75 It follows that we are not persuaded that there was a denial of procedural fairness or a failure to comply with s 425. As the appellants' submissions in the court below acknowledged, with respect to obligations of procedural fairness, "[t]he concern of the law is to avoid practical injustice": Re Minister for Immigration and Multicultural Affairs; Ex parte Lam (2003) 214 CLR 1 at [37] (Gleeson CJ). The appellants, who bear the onus, have not demonstrated that the Tribunal's decision to exclude the children from the hearing room, puzzling though it may seem, resulted in any practical injustice. It was up to them to demonstrate that, in a practical sense, they lost an opportunity to give material evidence or to make a material submission: CSR Ltd v Eddy (2008) 70 NSWLR 725 at [38] (Basten JA, Hodgson and McColl JA agreeing at [1] and [10] respectively). They failed to do so.
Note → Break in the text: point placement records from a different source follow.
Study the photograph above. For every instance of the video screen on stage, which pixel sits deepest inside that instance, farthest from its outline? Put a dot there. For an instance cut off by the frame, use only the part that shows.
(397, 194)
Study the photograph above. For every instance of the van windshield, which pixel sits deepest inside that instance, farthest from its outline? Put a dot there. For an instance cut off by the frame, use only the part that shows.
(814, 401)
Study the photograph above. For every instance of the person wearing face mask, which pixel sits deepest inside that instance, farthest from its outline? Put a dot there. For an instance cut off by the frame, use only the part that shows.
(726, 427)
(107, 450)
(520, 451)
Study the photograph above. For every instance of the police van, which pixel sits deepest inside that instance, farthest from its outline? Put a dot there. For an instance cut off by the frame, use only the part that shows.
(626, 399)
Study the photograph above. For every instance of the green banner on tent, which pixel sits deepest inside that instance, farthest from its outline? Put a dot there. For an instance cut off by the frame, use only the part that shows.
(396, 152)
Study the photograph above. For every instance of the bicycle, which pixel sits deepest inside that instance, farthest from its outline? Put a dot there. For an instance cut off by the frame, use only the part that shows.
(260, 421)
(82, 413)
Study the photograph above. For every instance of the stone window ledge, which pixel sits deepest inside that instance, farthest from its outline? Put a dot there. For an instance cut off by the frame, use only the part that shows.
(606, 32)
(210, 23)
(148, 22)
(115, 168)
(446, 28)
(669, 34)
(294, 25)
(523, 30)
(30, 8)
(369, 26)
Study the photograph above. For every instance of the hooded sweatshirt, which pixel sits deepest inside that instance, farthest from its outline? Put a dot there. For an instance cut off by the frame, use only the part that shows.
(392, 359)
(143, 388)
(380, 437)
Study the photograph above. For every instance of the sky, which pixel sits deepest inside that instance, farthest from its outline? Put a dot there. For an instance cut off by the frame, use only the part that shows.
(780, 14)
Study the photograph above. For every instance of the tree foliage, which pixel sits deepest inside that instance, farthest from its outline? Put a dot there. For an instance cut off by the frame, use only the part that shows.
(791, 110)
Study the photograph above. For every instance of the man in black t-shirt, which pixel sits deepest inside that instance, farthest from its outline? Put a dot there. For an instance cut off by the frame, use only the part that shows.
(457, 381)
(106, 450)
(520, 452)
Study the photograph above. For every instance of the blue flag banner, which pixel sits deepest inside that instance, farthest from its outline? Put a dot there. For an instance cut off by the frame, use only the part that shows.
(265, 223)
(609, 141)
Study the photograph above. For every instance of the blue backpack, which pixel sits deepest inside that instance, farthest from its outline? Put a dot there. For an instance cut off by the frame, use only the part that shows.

76 In reaching this conclusion, we would not want our remarks to be taken as an unqualified endorsement of the approach the Tribunal took. It would have been both prudent and preferable for the Tribunal to have directly raised with Mr Willis at the conclusion of the husband's evidence whether either of the children wanted to give evidence or listen to the submissions or simply re-enter the hearing room. That is particularly so, given that Mr Willis, through no fault of his own, was only able to appear by telephone. In the absence of a transcript or recording of the hearing, however, which might have cast some light on why the children were asked to leave the hearing room and the subsequent events, it would be inappropriate to say anything more.